Vielen gefällt es nicht, bei allem zu prüfen, wie es sich auf Männer und Frauen auswirkt. Für Gerechtigkeit sind fast alle, aber GM missverstehen einige und manche wollen das Prinzip missverstehen. Männer setzen sich oft laut und aggressiv, manchmal auch subtil für ihre Interessen ein. Es bedarf einiger Regeln, um auch den Frauen Chancen zu geben und Benachteiligungen zu beseitigen.

Hilfreich für die Umsetzung von GM ist die geschlechterparitätische Besetzung von Gremien, als da sind Parlamente, Beiräte, Vorstände, Aufsichtsräte, Gerichte usw. usf Die unterschiedlichen Erfahrungen und Sichtweisen von Frauen und Männern helfen beim Finden von geschlechtergerechten Lösungen.
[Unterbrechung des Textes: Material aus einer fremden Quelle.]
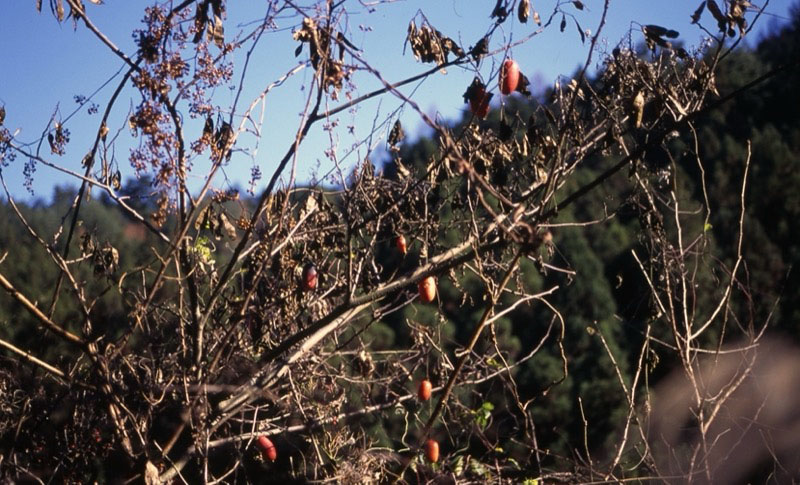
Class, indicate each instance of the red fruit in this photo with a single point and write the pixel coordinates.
(400, 244)
(267, 448)
(427, 289)
(509, 77)
(479, 103)
(478, 98)
(424, 391)
(309, 280)
(432, 451)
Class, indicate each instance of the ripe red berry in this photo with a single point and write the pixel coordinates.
(400, 244)
(509, 76)
(479, 103)
(309, 278)
(267, 448)
(427, 289)
(478, 98)
(432, 451)
(424, 391)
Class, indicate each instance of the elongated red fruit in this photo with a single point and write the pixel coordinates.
(424, 391)
(400, 244)
(267, 448)
(427, 289)
(479, 103)
(509, 76)
(478, 98)
(309, 279)
(432, 450)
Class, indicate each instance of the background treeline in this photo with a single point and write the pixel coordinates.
(608, 295)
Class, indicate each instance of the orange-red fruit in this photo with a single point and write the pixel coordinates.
(479, 102)
(309, 281)
(509, 76)
(432, 451)
(427, 289)
(424, 391)
(267, 448)
(400, 244)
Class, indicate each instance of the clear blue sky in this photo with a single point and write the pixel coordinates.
(45, 64)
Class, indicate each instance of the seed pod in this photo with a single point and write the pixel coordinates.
(309, 278)
(427, 289)
(266, 447)
(478, 98)
(432, 451)
(424, 391)
(400, 244)
(509, 77)
(638, 108)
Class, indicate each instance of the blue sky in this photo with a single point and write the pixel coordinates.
(45, 64)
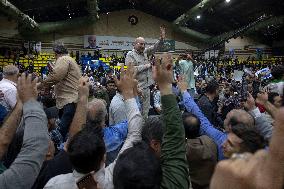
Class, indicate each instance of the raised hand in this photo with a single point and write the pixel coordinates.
(27, 89)
(127, 83)
(163, 32)
(84, 87)
(262, 98)
(250, 102)
(163, 72)
(182, 84)
(264, 169)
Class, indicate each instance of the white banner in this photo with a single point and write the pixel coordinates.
(112, 42)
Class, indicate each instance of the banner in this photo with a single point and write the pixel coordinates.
(122, 43)
(238, 75)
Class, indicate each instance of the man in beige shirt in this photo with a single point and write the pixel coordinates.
(65, 76)
(139, 56)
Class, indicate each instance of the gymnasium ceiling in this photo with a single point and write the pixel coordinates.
(217, 16)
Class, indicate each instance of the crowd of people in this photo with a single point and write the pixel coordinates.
(191, 124)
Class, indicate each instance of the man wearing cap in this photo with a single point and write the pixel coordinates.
(65, 78)
(8, 89)
(139, 56)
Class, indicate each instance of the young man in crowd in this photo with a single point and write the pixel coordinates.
(24, 170)
(238, 139)
(8, 90)
(147, 171)
(65, 76)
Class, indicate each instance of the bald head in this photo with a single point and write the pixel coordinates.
(139, 44)
(237, 116)
(97, 111)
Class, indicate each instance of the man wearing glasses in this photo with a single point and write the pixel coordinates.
(139, 57)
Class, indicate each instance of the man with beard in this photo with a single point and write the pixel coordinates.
(139, 56)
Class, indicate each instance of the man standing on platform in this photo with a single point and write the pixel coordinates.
(139, 57)
(65, 76)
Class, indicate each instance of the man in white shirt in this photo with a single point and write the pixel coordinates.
(139, 57)
(8, 87)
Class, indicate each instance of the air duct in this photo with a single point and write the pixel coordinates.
(49, 27)
(192, 34)
(196, 10)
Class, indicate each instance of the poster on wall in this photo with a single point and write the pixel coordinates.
(32, 46)
(123, 43)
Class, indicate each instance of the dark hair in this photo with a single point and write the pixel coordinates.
(252, 140)
(137, 168)
(277, 72)
(59, 48)
(110, 81)
(271, 96)
(212, 86)
(191, 129)
(153, 129)
(86, 151)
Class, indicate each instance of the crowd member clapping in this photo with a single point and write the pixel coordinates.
(25, 168)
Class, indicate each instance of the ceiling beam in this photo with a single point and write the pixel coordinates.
(36, 4)
(194, 11)
(13, 12)
(245, 30)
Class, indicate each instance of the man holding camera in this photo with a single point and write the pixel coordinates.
(65, 76)
(139, 57)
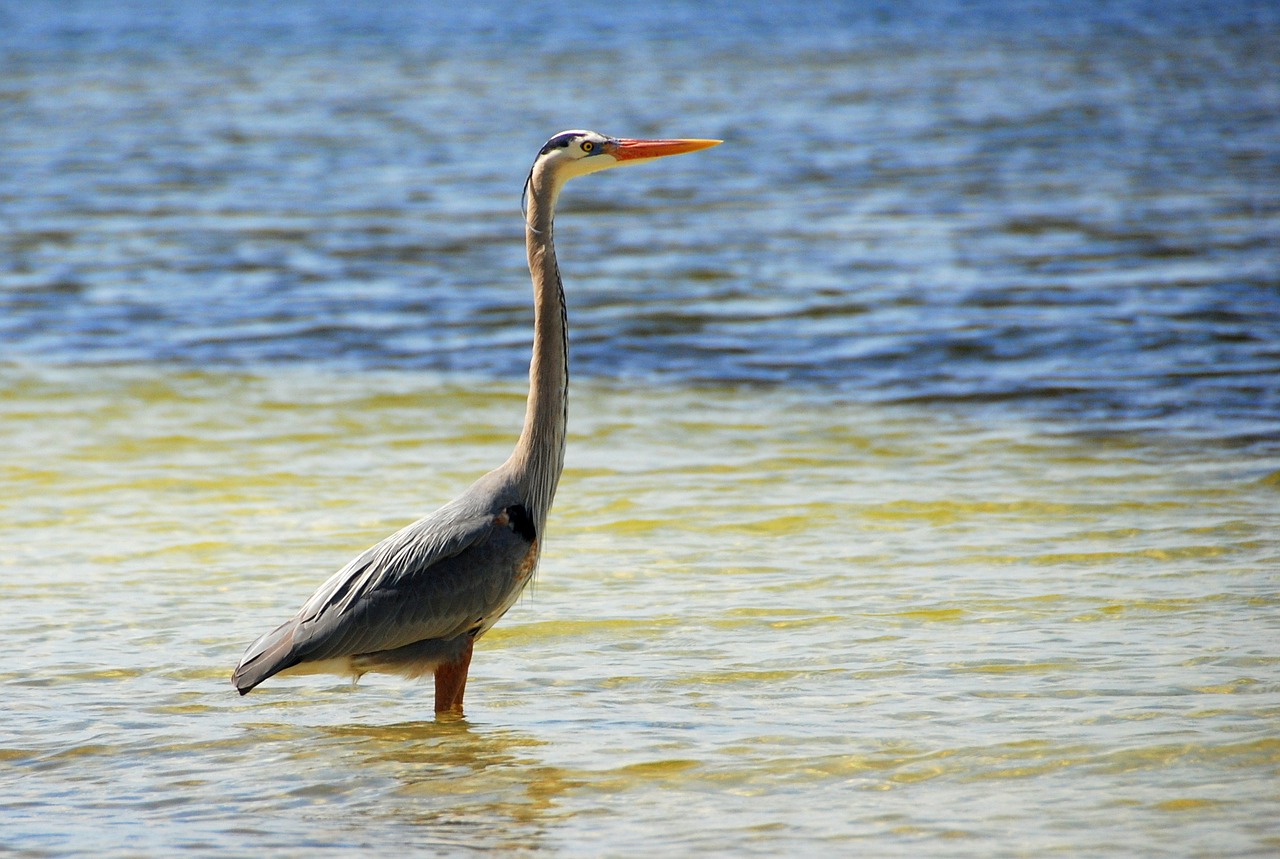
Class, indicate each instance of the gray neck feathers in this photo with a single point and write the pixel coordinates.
(539, 456)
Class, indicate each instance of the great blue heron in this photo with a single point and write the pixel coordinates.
(416, 602)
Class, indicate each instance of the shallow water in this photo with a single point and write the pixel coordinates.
(763, 624)
(923, 480)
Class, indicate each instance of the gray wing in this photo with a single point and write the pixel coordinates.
(452, 572)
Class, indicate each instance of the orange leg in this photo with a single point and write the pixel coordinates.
(451, 681)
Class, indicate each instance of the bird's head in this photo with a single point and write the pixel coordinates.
(577, 152)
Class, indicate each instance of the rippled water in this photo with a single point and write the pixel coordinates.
(923, 483)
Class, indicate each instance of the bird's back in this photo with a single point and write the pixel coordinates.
(412, 599)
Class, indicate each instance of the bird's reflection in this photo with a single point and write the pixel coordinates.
(464, 784)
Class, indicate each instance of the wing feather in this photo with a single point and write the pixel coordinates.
(435, 579)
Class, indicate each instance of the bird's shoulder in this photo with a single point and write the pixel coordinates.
(489, 520)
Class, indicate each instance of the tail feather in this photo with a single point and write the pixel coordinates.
(268, 656)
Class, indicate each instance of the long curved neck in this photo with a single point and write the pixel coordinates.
(539, 455)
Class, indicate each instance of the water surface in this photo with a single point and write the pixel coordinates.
(923, 480)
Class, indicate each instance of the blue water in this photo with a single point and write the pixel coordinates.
(923, 462)
(1069, 211)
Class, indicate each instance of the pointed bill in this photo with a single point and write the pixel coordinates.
(629, 150)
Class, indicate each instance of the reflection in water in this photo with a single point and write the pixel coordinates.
(462, 785)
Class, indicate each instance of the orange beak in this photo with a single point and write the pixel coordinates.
(627, 150)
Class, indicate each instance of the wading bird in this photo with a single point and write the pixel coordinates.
(416, 602)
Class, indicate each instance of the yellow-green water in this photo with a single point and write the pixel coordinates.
(766, 622)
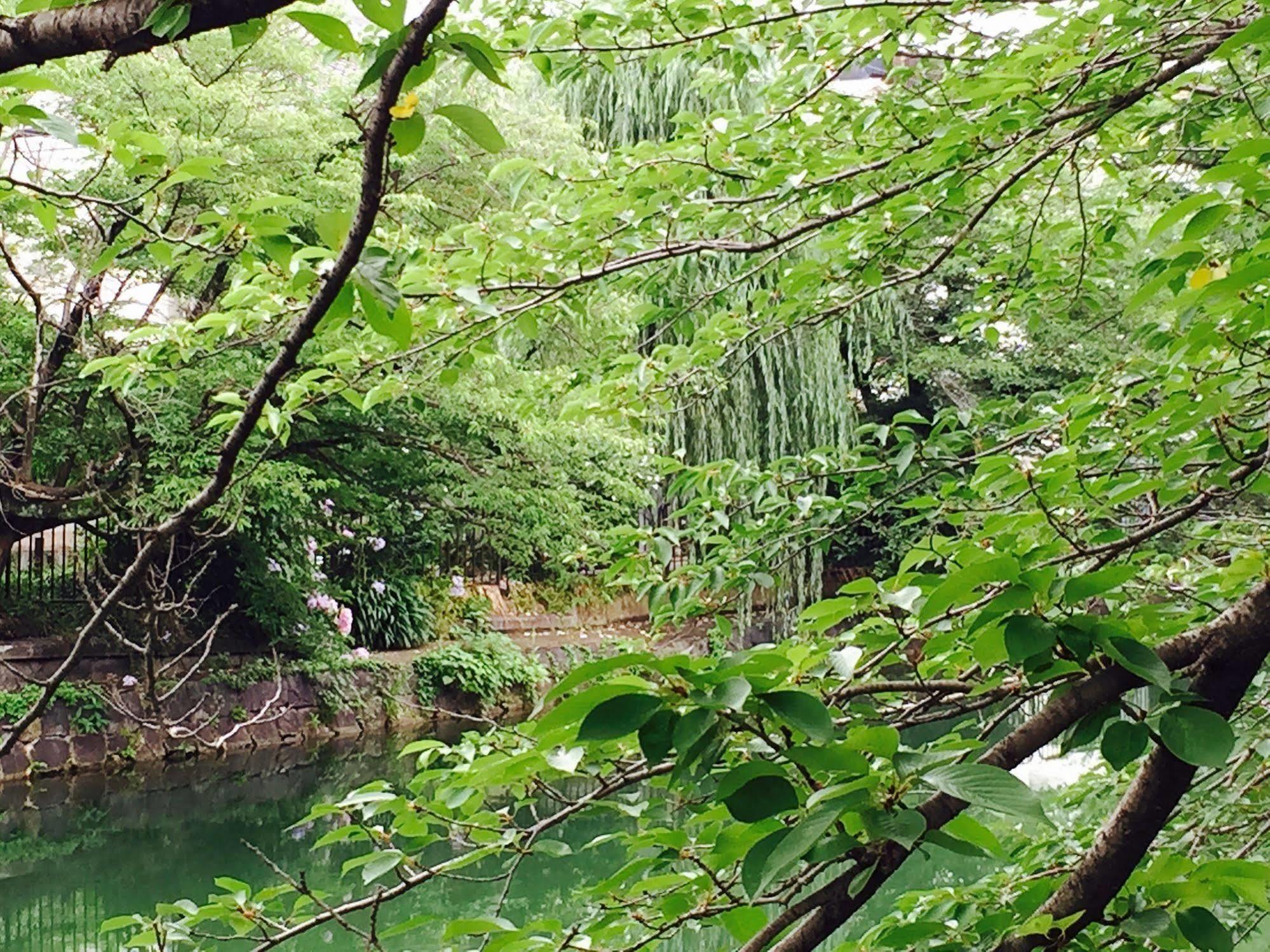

Eine berufstätige Mutter hat mit hoher Wahrscheinlichkeit andere Prioritäten, als ein kinderloser Single-Mann. Und selbst Familienväter haben oft Anderes im Blick. Wären die Manager von VW Frauen, wäre kein Geld für Bordellbesuche ausgegeben worden.

Herr Hartz hat das nach ihm benannte System erfunden. Das Geld für die Bedarfsgemeinschaft wird an den "Haushaltsvorstand" ausgezahlt. Das ist in gar nicht so schöner Regelmäßigkeit der Mann. Die Frau ist darauf angewiesen, dass er ihr etwas abgibt. Dadurch ist die Frau existenziell abhängig vom Mann. Da hat Herr Hartz nicht überlegt, wie sich sein System auf Männer und Frauen auswirkt, obwohl es GM zu der Zeit schon gab.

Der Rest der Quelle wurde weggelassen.